Sans accord européen, les pays légiféreront eux-même

Etant donné que cette taxe "est calibrée pour toucher les entreprises américaines, c'est sûr, il y aura une réaction" de Washington, a mis en garde son collègue danois, Kristian Jensen. Des initiatives pour taxer les Gafa (Google, Amazon, Facebook, Apple) et d'autres géants du numérique ont déjà été prises au Royaume-Uni, en Inde et à Singapour et des projets sont actuellement en cours en Espagne et en Italie, afin de moderniser les règles fiscales, jugées obsolètes, pour les entreprises de la nouvelle économie.

"Si nous ne faisons rien, l'UE va être divisée comme un puzzle et nos entreprises européennes vont être les premières à en souffrir", a prévenu le Commissaire européen à la Fiscalité, Pierre Moscovici, lors de la réunion des ministres à Bruxelles. Or, de très fortes disparités de taux d'imposition subsistent au sein de l'UE et le problème est particulièrement aigu dans le secteur du numérique, où la localisation des bénéfices réalisés est plus difficile à établir.

Bruxelles fait le forcing

Ce mercredi, Margrethe Vestage, la Commissaire européenne à la Concurrence, a exhorté les défenseurs d'une taxation des géants de l'économie numérique à "continuer à pousser" pour aboutir à une solution à l'échelle européenne. "En matière de taxation, il faut pousser pour faire avancer les choses. J'espère que les Autrichiens (qui assurent la présidence tournante de l'Union européenne, ndlr) vont maintenir la pression", a déclaré Mme Vestager lors d'une conférence de presse pendant le Web Summit, rendez-vous annuel réunissant des milliers d'entrepreneurs du numérique à Lisbonne (Portugal).
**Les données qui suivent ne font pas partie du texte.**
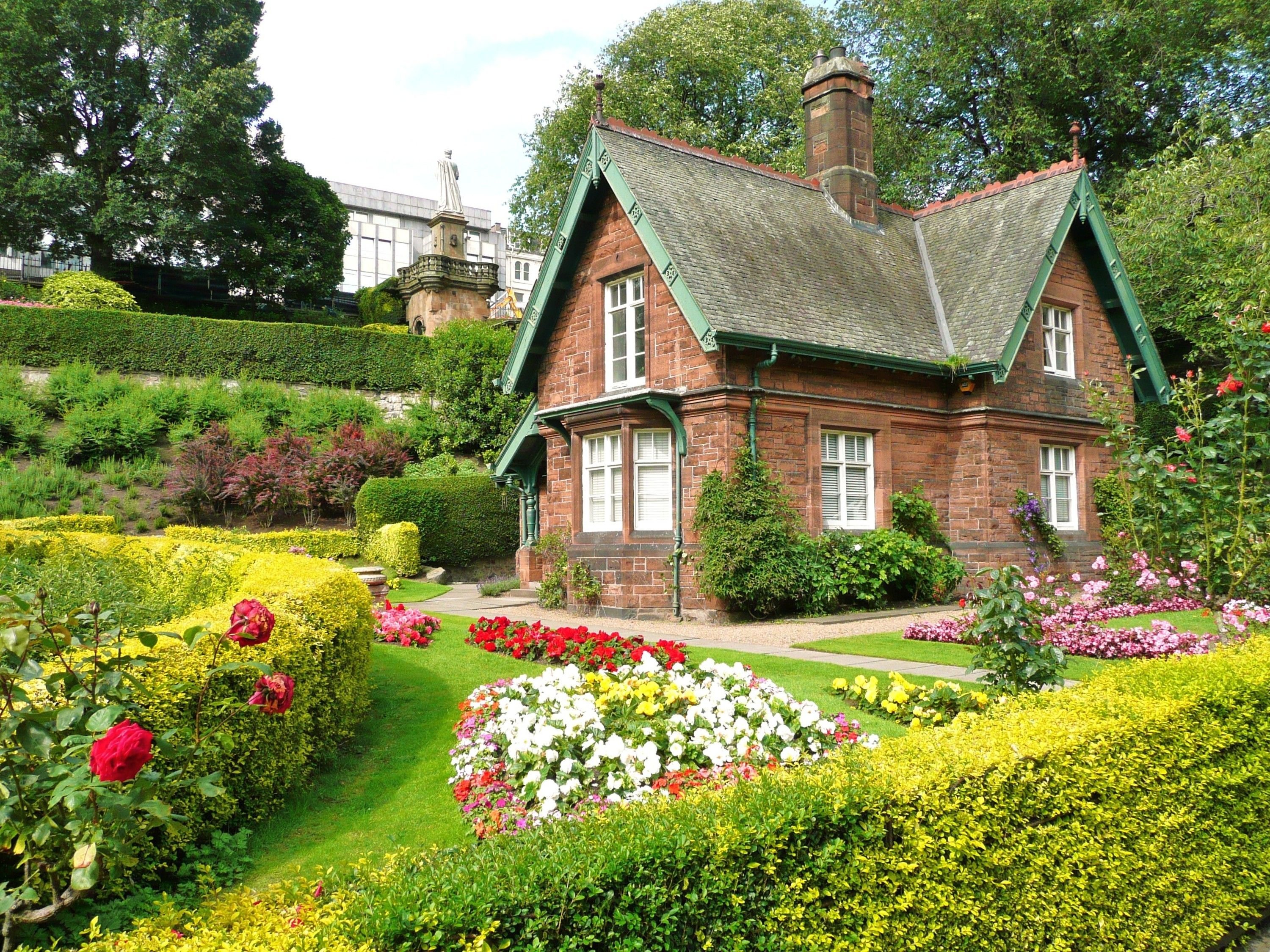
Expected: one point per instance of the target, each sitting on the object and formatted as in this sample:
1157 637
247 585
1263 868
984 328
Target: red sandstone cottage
691 303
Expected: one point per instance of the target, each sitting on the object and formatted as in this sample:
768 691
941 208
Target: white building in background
388 230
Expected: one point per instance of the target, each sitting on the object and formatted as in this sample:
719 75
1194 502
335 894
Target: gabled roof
755 257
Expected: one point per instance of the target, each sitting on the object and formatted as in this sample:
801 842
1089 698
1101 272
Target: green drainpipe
754 404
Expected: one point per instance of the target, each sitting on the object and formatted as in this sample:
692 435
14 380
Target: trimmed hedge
65 523
461 520
320 544
1131 813
205 347
322 639
397 548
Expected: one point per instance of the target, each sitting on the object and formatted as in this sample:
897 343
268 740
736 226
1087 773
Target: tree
727 75
973 91
133 129
282 238
472 415
1194 231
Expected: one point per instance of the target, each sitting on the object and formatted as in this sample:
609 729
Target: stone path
760 638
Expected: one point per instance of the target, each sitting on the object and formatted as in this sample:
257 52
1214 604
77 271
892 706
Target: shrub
200 347
322 639
461 518
87 291
397 548
327 409
750 554
319 544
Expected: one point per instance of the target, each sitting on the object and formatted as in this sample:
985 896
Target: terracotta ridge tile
999 187
707 153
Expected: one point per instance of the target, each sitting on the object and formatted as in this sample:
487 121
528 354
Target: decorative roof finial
600 98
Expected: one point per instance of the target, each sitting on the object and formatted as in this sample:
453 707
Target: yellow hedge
397 548
1131 813
319 544
64 523
322 639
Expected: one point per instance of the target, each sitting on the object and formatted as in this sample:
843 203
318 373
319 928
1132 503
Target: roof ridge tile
707 153
995 188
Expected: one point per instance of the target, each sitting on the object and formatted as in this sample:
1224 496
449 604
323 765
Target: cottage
691 305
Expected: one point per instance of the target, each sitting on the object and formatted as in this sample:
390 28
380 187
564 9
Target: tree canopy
976 91
131 129
1194 231
727 75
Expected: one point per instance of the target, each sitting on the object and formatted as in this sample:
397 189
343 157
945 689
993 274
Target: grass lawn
414 591
893 644
389 790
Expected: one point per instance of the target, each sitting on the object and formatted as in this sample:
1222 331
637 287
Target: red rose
251 624
121 754
273 693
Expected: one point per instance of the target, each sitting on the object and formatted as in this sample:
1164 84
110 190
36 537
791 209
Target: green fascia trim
889 362
681 436
526 428
1085 204
594 163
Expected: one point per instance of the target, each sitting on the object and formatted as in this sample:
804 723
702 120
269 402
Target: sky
373 92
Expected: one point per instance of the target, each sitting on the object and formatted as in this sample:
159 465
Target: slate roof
770 256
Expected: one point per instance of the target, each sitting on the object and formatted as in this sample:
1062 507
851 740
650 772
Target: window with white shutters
602 483
846 480
654 480
1058 487
624 333
1057 341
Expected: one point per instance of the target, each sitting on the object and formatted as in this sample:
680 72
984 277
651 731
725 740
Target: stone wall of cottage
971 451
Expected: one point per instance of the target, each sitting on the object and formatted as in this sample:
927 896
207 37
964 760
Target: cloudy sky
371 92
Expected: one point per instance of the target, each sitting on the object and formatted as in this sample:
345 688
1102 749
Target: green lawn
389 787
414 591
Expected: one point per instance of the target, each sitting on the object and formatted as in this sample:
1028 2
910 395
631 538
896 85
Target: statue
447 181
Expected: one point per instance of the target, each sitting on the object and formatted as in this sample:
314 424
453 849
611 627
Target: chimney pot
837 115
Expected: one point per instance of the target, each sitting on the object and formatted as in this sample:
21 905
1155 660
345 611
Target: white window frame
602 457
1058 338
654 455
1058 466
834 457
624 303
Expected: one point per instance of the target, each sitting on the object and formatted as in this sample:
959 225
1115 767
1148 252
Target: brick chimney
837 112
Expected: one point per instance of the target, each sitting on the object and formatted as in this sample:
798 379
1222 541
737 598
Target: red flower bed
595 650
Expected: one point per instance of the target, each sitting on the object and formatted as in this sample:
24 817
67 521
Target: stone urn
374 578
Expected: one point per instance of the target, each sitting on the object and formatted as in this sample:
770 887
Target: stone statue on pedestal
447 182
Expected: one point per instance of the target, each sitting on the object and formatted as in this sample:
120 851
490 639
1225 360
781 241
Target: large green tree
975 91
1194 231
722 74
130 129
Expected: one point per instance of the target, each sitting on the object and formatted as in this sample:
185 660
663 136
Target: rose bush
596 650
408 627
568 742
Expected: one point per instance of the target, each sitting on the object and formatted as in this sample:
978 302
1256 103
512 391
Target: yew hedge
322 639
205 347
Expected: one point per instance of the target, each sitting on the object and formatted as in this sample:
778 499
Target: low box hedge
319 544
397 548
1131 813
322 640
461 520
204 347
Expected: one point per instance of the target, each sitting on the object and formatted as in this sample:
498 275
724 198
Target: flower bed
569 742
409 627
594 650
1074 627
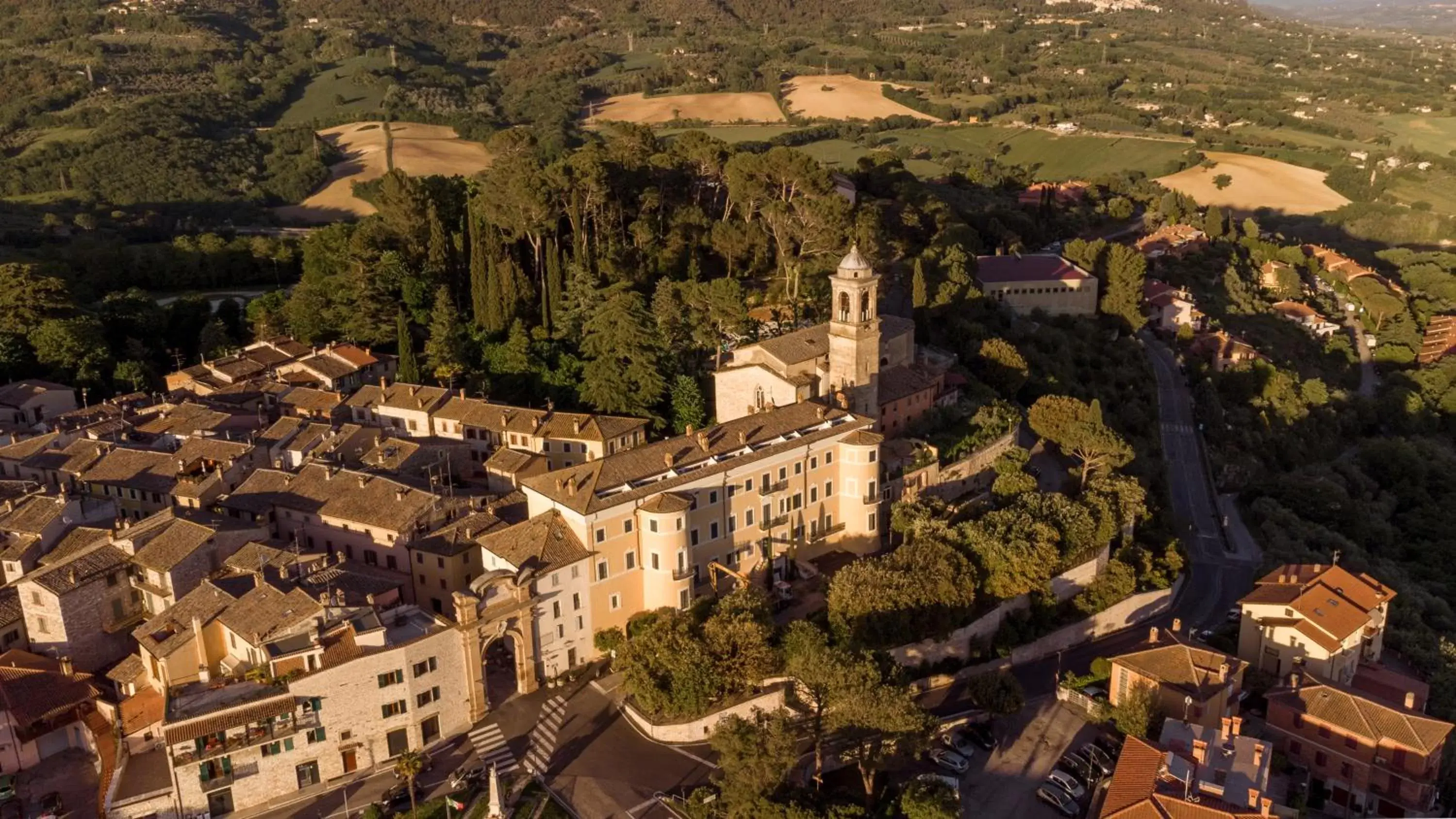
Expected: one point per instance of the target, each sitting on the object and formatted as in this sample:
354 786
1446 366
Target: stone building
742 495
1314 616
865 359
1193 683
82 606
174 550
1037 281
"C'est pour moi, personnellement, une proposition très importante", a souligné Mme Vestager. "Les entreprises numériques paient en moyenne 9% d'impôts, contre 23% pour les autres sociétés, alors qu'elles sont dans le même marché pour la main d'oeuvre qualifiée ou le capital. Du point de vue de la concurrence, il faut équilibrer le terrain", a-t-elle fait valoir.

"Au milieu d'une révolution technologique, si on veut éviter que ce soit le Far West, il faut être prêt à la réguler", a-t-elle insisté. "Nous voyons que le Royaume-uni avance vers la taxation numérique et cela abonde en faveur d'une réponse au niveau européen", a ajouté Mme Vestager, alors que des initiatives pour taxer les GAFA ont également déjà été prises en Inde et à Singapour. Des projets sont aussi en cours en Espagne et en Italie. Au lendemain des élections de mi-mandat aux Etats-Unis qui ont donné aux démocrates le contrôle de la Chambre des représentants, tout en confortant la majorité républicaine au Sénat, la Commissaire a jugé qu'il était encore "difficile" de savoir si les Américains se montreraient plus enclins à réguler plus fortement les entreprises technologiques.

Mais "il y a une curiosité croissante (aux Etats-Unis) envers ce que nous faisons en Europe, et ce des deux côtés de l'échiquier. Je ne détecte aucune intention de nous copier, mais plutôt un intérêt renouvelé pour les questions de droit de la concurrence", a-t-elle affirmé.